On May 18, the Indigenous Studies Students’ Union (ISSU) and First Nations House (FNH) co-hosted a feast bundle making workshop in the event space at the First Nations House, which is located in the North Borden Building.
A feast bundle is a bag you use to bring your own plate, bowl, and utensils to a feast. A feast bundle is a bag that you bring with you to feasts to hold you accountable for yourself when you attend other peoples’ ceremonies and feasts.
I attended the workshop and had the privilege of making my own feast bundle bag with the help of Jenny Blackbird, the Indigenous student life coordinator and in-house seamstress.

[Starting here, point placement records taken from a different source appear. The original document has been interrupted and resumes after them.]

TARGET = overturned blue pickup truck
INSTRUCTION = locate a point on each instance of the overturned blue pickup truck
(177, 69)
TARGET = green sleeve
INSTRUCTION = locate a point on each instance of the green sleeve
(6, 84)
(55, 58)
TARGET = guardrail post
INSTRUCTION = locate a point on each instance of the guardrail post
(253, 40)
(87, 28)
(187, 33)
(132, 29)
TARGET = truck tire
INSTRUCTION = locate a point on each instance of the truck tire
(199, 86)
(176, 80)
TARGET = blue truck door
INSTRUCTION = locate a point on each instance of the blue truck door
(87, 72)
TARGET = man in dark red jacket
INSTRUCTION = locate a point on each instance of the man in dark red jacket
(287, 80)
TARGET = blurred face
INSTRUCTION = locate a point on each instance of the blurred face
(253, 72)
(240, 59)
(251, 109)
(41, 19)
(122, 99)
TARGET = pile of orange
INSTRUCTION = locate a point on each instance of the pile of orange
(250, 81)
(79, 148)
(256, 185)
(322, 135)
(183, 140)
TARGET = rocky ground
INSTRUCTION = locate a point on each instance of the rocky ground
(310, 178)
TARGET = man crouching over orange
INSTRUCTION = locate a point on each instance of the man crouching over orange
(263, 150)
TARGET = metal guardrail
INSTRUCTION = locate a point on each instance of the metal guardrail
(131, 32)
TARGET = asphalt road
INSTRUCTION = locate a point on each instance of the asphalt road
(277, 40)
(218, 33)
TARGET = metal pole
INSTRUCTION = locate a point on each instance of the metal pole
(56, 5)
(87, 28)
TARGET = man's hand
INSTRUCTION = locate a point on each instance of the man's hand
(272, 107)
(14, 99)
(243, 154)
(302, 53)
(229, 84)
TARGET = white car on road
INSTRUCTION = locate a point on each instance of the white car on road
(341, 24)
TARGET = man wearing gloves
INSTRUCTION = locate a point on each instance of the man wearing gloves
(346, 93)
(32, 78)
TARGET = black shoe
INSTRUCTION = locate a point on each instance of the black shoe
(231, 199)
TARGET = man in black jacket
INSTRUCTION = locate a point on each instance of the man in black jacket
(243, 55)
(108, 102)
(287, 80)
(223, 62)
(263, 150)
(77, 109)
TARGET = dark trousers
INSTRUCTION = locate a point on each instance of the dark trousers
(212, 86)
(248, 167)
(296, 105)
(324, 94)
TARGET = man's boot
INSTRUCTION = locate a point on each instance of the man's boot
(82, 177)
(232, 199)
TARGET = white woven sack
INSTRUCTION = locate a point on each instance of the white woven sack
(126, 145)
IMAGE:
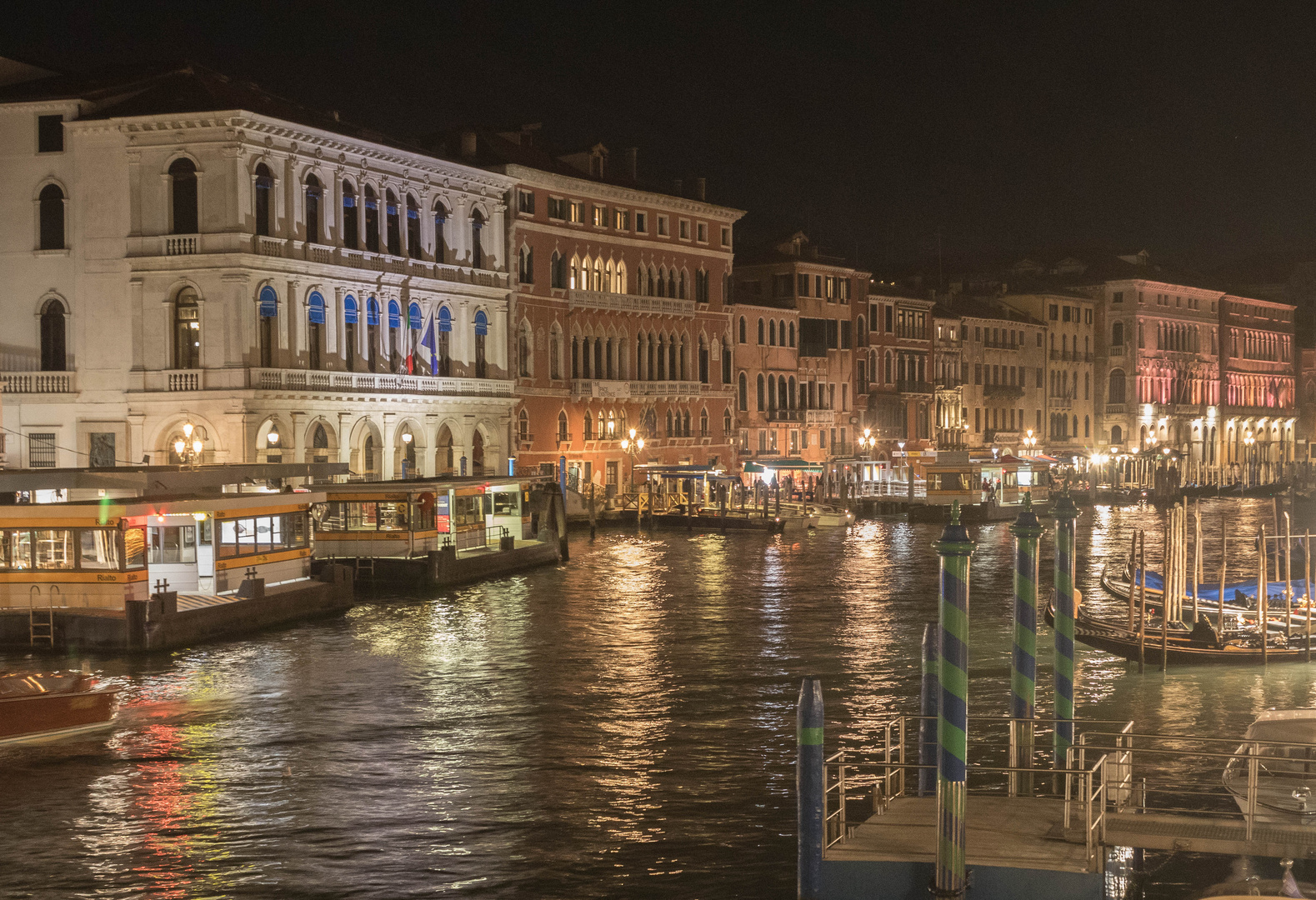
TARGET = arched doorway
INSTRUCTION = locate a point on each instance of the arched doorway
(478, 452)
(443, 456)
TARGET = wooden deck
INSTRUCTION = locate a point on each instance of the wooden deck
(1011, 832)
(1028, 833)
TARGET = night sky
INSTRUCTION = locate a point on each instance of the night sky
(1188, 131)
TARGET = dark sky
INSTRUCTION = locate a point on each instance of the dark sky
(1007, 128)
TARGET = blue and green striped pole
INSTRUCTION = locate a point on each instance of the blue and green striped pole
(1066, 568)
(954, 550)
(928, 700)
(808, 788)
(1023, 668)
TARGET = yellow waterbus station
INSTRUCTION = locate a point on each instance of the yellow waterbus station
(440, 531)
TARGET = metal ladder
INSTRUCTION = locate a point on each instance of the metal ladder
(41, 632)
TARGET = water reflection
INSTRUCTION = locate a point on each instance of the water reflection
(618, 727)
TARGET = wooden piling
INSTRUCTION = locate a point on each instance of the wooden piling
(1263, 620)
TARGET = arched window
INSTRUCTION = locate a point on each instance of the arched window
(1116, 392)
(313, 195)
(445, 342)
(188, 331)
(413, 324)
(50, 207)
(440, 234)
(268, 311)
(350, 238)
(482, 329)
(372, 222)
(315, 329)
(53, 348)
(525, 265)
(413, 228)
(523, 350)
(183, 181)
(350, 316)
(393, 224)
(372, 334)
(477, 248)
(263, 191)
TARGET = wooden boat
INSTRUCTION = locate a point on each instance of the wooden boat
(1238, 648)
(1284, 740)
(43, 706)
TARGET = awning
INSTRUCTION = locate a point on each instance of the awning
(783, 465)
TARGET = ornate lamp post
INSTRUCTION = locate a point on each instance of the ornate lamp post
(190, 447)
(633, 445)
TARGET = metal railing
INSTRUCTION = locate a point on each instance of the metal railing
(1091, 781)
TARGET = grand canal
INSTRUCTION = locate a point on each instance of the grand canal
(622, 727)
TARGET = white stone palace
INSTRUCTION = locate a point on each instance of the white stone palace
(181, 248)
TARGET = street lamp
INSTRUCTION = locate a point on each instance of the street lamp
(633, 445)
(190, 447)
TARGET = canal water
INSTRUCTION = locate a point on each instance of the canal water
(620, 727)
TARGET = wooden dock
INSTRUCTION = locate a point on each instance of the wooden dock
(1029, 833)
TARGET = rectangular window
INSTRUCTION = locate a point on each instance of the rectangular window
(50, 133)
(41, 450)
(102, 445)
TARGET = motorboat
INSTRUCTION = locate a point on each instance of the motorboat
(43, 706)
(1283, 743)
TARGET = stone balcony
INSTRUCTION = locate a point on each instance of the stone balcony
(584, 388)
(195, 245)
(318, 382)
(38, 382)
(629, 302)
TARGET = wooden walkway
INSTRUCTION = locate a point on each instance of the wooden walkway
(1028, 833)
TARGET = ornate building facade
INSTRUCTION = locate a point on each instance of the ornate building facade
(188, 250)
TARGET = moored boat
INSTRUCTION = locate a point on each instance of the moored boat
(43, 706)
(1283, 741)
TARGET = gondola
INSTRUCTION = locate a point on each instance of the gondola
(1240, 648)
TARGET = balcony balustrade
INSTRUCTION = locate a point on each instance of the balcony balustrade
(315, 381)
(188, 245)
(593, 388)
(632, 302)
(38, 382)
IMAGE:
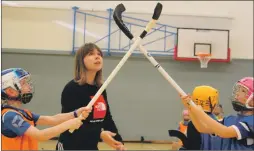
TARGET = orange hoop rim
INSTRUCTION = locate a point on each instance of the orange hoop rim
(204, 54)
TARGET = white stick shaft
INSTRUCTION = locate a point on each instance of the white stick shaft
(164, 73)
(114, 72)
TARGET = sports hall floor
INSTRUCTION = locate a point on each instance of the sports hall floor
(50, 145)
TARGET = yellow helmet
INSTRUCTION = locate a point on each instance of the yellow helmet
(206, 96)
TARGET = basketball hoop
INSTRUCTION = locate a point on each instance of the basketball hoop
(204, 58)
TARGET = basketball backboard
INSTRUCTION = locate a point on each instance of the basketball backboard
(191, 41)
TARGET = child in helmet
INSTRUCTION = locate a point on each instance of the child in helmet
(18, 125)
(236, 132)
(218, 112)
(207, 98)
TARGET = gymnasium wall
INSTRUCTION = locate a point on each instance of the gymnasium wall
(141, 100)
(42, 30)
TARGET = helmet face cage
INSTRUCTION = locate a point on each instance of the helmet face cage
(242, 96)
(19, 80)
(206, 96)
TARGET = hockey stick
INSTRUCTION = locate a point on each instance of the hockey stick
(126, 31)
(117, 16)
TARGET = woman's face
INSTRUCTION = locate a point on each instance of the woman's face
(93, 61)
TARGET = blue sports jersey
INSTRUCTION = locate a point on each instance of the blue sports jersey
(13, 124)
(209, 141)
(244, 126)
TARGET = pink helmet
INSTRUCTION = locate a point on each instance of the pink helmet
(185, 112)
(246, 82)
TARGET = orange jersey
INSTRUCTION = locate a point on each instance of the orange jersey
(23, 142)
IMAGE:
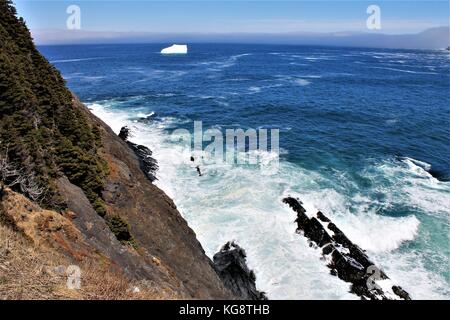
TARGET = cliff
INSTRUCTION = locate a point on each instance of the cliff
(74, 194)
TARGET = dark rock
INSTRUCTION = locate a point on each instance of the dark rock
(348, 261)
(124, 133)
(401, 293)
(147, 163)
(230, 265)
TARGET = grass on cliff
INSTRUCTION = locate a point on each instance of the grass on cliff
(28, 271)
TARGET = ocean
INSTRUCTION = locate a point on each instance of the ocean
(360, 130)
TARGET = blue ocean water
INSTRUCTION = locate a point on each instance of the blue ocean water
(359, 129)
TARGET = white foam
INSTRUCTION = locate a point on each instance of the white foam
(302, 82)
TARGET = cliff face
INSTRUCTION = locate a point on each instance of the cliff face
(73, 190)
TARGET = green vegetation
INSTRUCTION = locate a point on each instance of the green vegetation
(121, 230)
(41, 131)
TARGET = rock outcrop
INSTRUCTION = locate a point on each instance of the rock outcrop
(345, 259)
(230, 264)
(162, 237)
(148, 164)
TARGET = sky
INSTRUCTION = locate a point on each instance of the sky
(236, 16)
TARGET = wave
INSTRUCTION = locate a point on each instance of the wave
(302, 82)
(402, 70)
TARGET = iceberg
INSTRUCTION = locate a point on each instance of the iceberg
(176, 48)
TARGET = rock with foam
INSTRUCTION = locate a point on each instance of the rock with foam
(175, 49)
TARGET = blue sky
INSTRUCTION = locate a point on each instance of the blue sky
(235, 16)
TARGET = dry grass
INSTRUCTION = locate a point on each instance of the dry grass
(35, 246)
(28, 272)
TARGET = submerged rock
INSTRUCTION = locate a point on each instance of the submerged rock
(148, 164)
(346, 260)
(230, 264)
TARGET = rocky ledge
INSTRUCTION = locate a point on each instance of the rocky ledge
(230, 265)
(345, 259)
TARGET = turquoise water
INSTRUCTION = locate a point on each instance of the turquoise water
(359, 131)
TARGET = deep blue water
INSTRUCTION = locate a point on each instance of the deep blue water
(347, 117)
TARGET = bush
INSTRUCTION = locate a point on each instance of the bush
(41, 131)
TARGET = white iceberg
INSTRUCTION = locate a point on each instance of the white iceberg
(176, 48)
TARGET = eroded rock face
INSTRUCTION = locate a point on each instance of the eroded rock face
(157, 227)
(230, 264)
(346, 260)
(147, 163)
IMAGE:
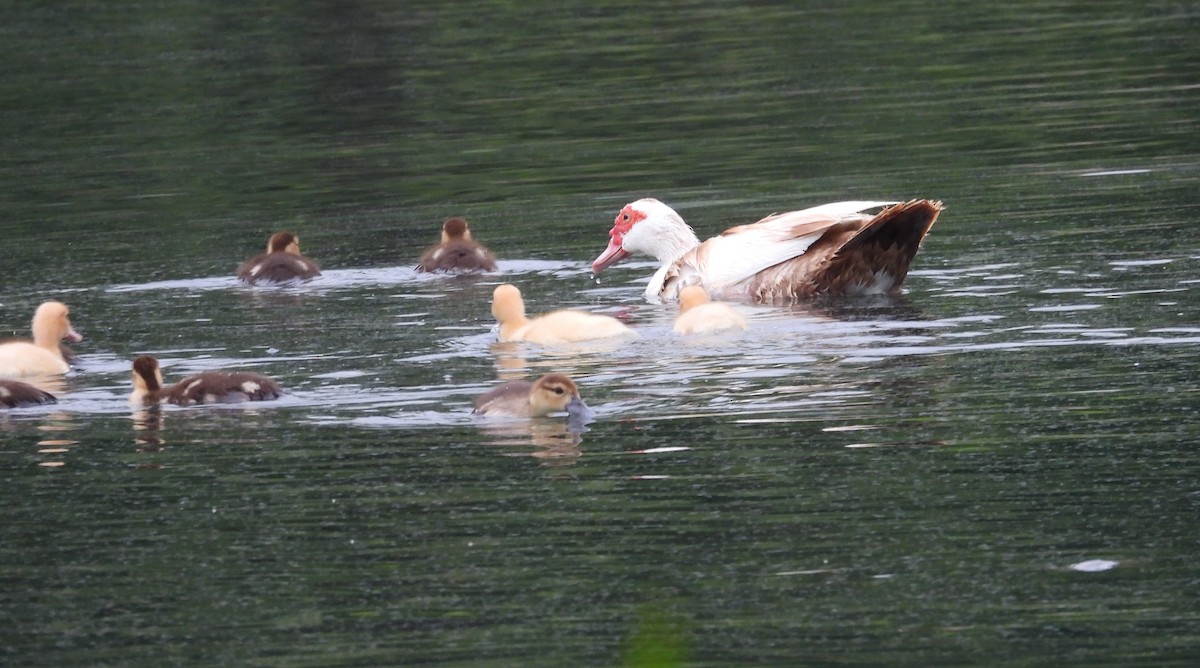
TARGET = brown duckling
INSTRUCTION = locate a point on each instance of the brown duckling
(553, 392)
(281, 263)
(15, 393)
(555, 328)
(700, 316)
(205, 387)
(457, 252)
(45, 354)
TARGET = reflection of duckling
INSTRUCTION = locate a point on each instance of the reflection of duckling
(558, 326)
(43, 355)
(281, 263)
(457, 252)
(552, 392)
(700, 316)
(207, 387)
(15, 393)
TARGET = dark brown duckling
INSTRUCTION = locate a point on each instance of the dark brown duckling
(205, 387)
(281, 263)
(15, 393)
(553, 392)
(457, 252)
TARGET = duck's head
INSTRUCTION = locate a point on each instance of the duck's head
(283, 242)
(507, 304)
(147, 377)
(691, 296)
(52, 325)
(557, 392)
(455, 229)
(647, 227)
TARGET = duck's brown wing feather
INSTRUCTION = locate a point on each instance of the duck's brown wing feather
(219, 386)
(459, 256)
(852, 257)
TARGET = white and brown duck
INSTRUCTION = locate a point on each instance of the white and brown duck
(552, 329)
(282, 263)
(833, 248)
(553, 392)
(205, 387)
(701, 316)
(15, 393)
(43, 355)
(457, 252)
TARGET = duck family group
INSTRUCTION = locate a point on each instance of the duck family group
(839, 248)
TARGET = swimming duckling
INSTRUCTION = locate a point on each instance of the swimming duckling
(558, 326)
(15, 393)
(281, 263)
(205, 387)
(553, 392)
(43, 355)
(700, 316)
(457, 252)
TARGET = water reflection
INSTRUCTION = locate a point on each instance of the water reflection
(148, 428)
(556, 441)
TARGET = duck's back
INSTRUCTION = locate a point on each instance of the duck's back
(277, 268)
(457, 256)
(223, 386)
(569, 325)
(509, 398)
(708, 318)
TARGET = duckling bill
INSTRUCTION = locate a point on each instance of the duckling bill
(553, 392)
(207, 387)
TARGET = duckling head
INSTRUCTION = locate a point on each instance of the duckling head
(455, 229)
(147, 377)
(283, 242)
(557, 392)
(691, 296)
(51, 324)
(507, 304)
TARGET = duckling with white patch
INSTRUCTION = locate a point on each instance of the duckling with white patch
(282, 263)
(699, 316)
(43, 355)
(555, 328)
(205, 387)
(457, 252)
(553, 392)
(15, 393)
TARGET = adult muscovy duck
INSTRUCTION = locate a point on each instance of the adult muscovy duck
(834, 248)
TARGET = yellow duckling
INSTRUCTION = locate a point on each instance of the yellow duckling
(15, 393)
(457, 252)
(555, 328)
(43, 355)
(699, 316)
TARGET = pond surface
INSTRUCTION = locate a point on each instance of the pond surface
(1000, 467)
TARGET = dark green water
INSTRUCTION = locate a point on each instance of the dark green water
(906, 481)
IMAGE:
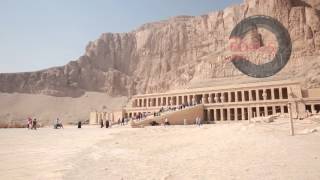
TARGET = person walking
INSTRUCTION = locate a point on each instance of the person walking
(122, 122)
(34, 124)
(107, 124)
(166, 122)
(79, 125)
(29, 123)
(101, 124)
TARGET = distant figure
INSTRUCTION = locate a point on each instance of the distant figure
(101, 124)
(107, 124)
(29, 123)
(57, 124)
(122, 122)
(79, 124)
(166, 122)
(34, 124)
(198, 121)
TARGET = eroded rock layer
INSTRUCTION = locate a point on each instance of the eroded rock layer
(170, 54)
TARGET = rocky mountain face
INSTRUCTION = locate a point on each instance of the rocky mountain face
(170, 54)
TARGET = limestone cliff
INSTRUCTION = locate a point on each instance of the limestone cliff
(172, 53)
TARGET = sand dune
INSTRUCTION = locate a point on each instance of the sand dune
(17, 107)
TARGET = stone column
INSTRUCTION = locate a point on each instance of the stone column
(264, 94)
(223, 99)
(273, 110)
(313, 109)
(194, 99)
(243, 117)
(258, 111)
(209, 99)
(209, 115)
(257, 95)
(280, 93)
(282, 109)
(229, 97)
(249, 113)
(215, 114)
(272, 94)
(203, 99)
(236, 96)
(216, 98)
(228, 114)
(221, 115)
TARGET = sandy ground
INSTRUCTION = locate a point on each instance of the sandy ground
(220, 151)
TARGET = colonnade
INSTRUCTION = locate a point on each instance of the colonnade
(213, 97)
(243, 113)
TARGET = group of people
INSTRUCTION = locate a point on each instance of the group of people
(32, 123)
(57, 124)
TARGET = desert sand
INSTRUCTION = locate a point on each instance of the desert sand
(220, 151)
(18, 107)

I am now able to attend feasts prepared with my own bundle, reducing the waste I would have accumulated without my bundle.
As a Black Anishinaabe woman from Kinistin Saulteaux Nation, I found that the workshop was not only fun to attend, but it also allowed me to make something sustainable and practical that I could use when attending ceremonies and feasts both within and outside the University of Toronto. The feast bundle workshop made me think more about the environmental benefits of having a bag, as well as the responsibilities one has to Mother Earth and community.
While living under ongoing structures of settler colonialism on Turtle Island, it is more common than not to come into contact with single-use items, like plastic and styrofoam utensils, that create waste and pollution. These items end up in our waterways and landfills, and consequently foster antagonistic ways of being in relation to Mother Earth that do not correspond to the ways Indigenous nations have always been responsible for taking care of the land and continue to live with and on the land.
Because of the feast bundle workshop, I will be able to attend feasts knowing I am creating less waste, which is one more step in the direction of living in a reciprocal relationship with Mother Earth. The feast bundles that we made at FNH are made out of fabrics that are machine washable, so the bags are reusable even if they get dirty after attending a few feasts.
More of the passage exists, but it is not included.